Türkiye’ye dönersek, içeride Hazine ve Maliye Bakanlığı’nın TL mevduat ve yatırım fonlarına uygulanan stopaj oranını yüzde 15’ten 17,5’e çıkarması, piyasalar için adeta sürpriz bir darbe oldu. Bu karar, hali hazırda yüksek enflasyon ve sıkı para politikası altında ezilen yatırımcının beklentilerini boşa çıkarırken, Merkez Bankası’nın bu ayki toplantıda yapması beklenen faiz indirimi için iştahı da azalttı. Karardan önce 350-500 baz puan gibi agresif faiz indirimleri konuşulurken, şimdi beklentiler 250-350 baz puana gerilemiş durumda. Piyasalar açısından bakıldığında bu daralan faiz indirimi umudu, moralleri bozmak için fazlasıyla yeterli.

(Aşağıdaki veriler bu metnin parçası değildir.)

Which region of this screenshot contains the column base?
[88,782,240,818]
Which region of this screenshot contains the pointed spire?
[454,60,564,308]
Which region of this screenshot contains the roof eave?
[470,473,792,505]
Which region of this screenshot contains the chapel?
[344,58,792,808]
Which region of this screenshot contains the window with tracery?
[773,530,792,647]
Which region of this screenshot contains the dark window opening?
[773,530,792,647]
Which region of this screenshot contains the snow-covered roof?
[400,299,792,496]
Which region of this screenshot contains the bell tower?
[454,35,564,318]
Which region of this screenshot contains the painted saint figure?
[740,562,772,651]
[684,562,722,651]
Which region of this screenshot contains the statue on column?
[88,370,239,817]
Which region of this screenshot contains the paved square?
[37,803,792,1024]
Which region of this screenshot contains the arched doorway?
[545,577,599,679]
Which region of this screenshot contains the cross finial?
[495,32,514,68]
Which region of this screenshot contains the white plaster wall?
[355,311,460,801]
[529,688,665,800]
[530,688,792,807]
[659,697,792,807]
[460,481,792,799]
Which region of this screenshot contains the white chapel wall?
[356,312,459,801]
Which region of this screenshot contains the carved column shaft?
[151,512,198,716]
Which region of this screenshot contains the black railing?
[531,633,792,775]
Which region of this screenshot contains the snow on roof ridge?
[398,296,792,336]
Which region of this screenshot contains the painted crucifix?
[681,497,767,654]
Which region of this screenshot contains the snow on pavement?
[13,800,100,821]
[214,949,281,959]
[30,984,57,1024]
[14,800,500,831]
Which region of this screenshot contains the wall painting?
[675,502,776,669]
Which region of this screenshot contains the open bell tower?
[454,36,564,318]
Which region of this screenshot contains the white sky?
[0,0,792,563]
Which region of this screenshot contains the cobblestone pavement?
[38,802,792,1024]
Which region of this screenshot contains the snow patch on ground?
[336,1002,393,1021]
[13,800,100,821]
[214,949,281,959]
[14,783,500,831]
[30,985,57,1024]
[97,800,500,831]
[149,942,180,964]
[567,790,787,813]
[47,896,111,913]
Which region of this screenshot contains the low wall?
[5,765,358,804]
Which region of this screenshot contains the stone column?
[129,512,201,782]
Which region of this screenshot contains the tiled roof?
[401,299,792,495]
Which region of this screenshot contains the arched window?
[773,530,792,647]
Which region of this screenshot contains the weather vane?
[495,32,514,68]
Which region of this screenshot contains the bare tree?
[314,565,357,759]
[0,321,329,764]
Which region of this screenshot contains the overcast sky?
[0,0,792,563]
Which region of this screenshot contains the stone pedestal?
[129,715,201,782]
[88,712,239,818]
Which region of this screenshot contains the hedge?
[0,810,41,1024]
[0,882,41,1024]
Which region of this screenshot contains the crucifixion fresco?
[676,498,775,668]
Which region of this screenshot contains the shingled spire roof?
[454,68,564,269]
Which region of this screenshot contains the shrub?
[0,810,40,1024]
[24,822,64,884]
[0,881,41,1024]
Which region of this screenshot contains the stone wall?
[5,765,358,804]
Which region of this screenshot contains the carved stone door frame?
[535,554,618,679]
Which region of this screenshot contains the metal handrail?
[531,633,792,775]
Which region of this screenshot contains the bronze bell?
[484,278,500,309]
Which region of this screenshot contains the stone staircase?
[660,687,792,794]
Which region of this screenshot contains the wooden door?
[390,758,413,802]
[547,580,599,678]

Tüm bu gelişmeler ışığında Borsa İstanbul’da yaşanan hareketlilik dikkat çekici. Geçen hafta BIST 100 Endeksi yüzde 0,8’lik sınırlı bir yükselişle haftayı kapatırken, dolar/TL kuru 40’ın üzerinde kalmaya devam etti. Euro cinsi tahvillere üç katı talep gelse bile, ülke risk priminin hala yüksek seyretmesi, içeride ekonomiye duyulan güvensizliği örtmeye yetmiyor. Öte yandan Bankacılık Düzenleme ve Denetleme Kurumu’nun (BDDK) kredi kartı ve ihtiyaç kredilerinde yapılandırmaları genişletme kararı, piyasaya biraz soluk aldırsa da bunun altta yatan zorlukları gösteren bir pansuman uygulaması olduğu gerçeğini değiştirmiyor.
Yeni haftada terör örgütünün silah bırakmasının toplumsal barışa katkı yapacağı, dolayısıyla piyasalarda kısmi bir rahatlamaya yol açacağı umut ediliyor. Ancak kimse bu sürecin kalıcılığına şimdiden kefil olamıyor. Diğer taraftan Trump’ın yeni tarife tehditleri, Rusya-Ukrayna savaşındaki tırmanış ve ABD’de açıklanacak enflasyon verileriyle Fed üyelerinden gelecek faiz indirimi sinyalleri, Türkiye gibi kırılgan ekonomiler için büyük risk oluşturuyor.
Salı günü içeride piyasalar Demokrasi Günü nedeniyle kapalı olacak. Fakat küresel gelişmeler durmayacak. 21 Temmuz’da Türkiye Sigorta ile başlayacak ikinci çeyrek bilançoları borsada hisse bazlı hareketliliği artırabilir. Son bir ayda yüzde 11’in üzerinde yükselen Borsa İstanbul’da teknik olarak 10 bin 400’ün üzerinde kalıcılık sağlanırsa 10 bin 700 puan direncinin test edilmesi mümkün görünüyor. Ancak aksi halde endeksin önce 10 bin 200, ardından 9 bin 900’e kadar gerileme riskini kimse göz ardı edemiyor.
Bu kadar karmaşık ve riskli bir ortamda ekonominin de piyasaların da yürüyüşü sürekli tökezleyerek devam ediyor. Kurların 40 liranın üzerinde gezinmesi, borsanın küresel fon girişine rağmen yalnızca temkinli adımlar atabilmesi, reel sektörün faiz yükü altında can çekişmesi, aslında buzdağının yalnızca görünen yüzü. Piyasalarda bir nebze rahatlama sağlanabilmesi için hem içeride terörsüz, huzurlu bir siyasi iklimin kalıcılaşmasına hem de Merkez Bankası’nın temkinli ama kararlı adımlarla faiz politikasını gözden geçirmesine ihtiyaç var. Aksi halde Türkiye, kısa vadeli dalgalı kazançları konuşurken, uzun vadeli yapısal sorunlarını daha da büyütme riskini taşımaya devam edecek. Ekonomi nefes almak istiyor, ama hem içeride hem dışarıda havası gittikçe daralan bir odada yaşam savaşı veriyor.